Why in the world did I never think of grilling potatoes before? I love every kind of potato there is: mashed potatoes, potato chips, potato balls, potato salad and of course tater tots. Basically, chances are if it has potatoes in it I will love it. But despite trying and loving potatoes in a variety of ways, grilling never occurred to me . That is until it was just too hot to cook inside.
Last week we experienced some super hot weather. I’m talking mid-90’s and while that may sound perfect to those of you in other parts of the country or my crazy friend who keeps her heater on even if its 80 degrees outside, it is just too hot for a city where no one has air conditioning. That is why Ryan and I decided to cook most of our dinner on the grill to keep the house nice and cool. I say most because these potatoes do need to be par-boiled just until tender, but the 4 minutes that you need for that doesn’t heat up the house too much. Serve these along side some grilled steak and maybe even some watermelon salad and you have a perfect “Dog Days of Summer” supper.

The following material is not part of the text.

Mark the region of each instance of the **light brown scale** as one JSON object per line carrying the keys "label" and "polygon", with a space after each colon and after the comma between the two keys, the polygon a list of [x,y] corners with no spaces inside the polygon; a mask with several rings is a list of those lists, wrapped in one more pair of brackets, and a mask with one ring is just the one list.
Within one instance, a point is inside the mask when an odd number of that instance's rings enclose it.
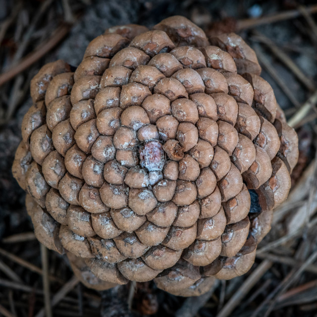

Place sliced potatoes in pot and cover with water. Bring to a boil and cook just until fork tender, 3 - 4 minutes. Drain.
In a bowl combine mayonnaise, sour cream, chives, salt, pepper and garlic powder. Mix well.
Reserve 1/4 cup of chive sauce. Dip boiled potatoes into remaining chive sauce, coat completely. Repeat until all potatoes are coated.
Place potatoes on the grill and cook until browned and tender.
Transfer to a plate. Sprinkle with kosher salt. Place a dollop of remaining chive sauce on each of the potatoes. Garnish with chopped chives. Serve.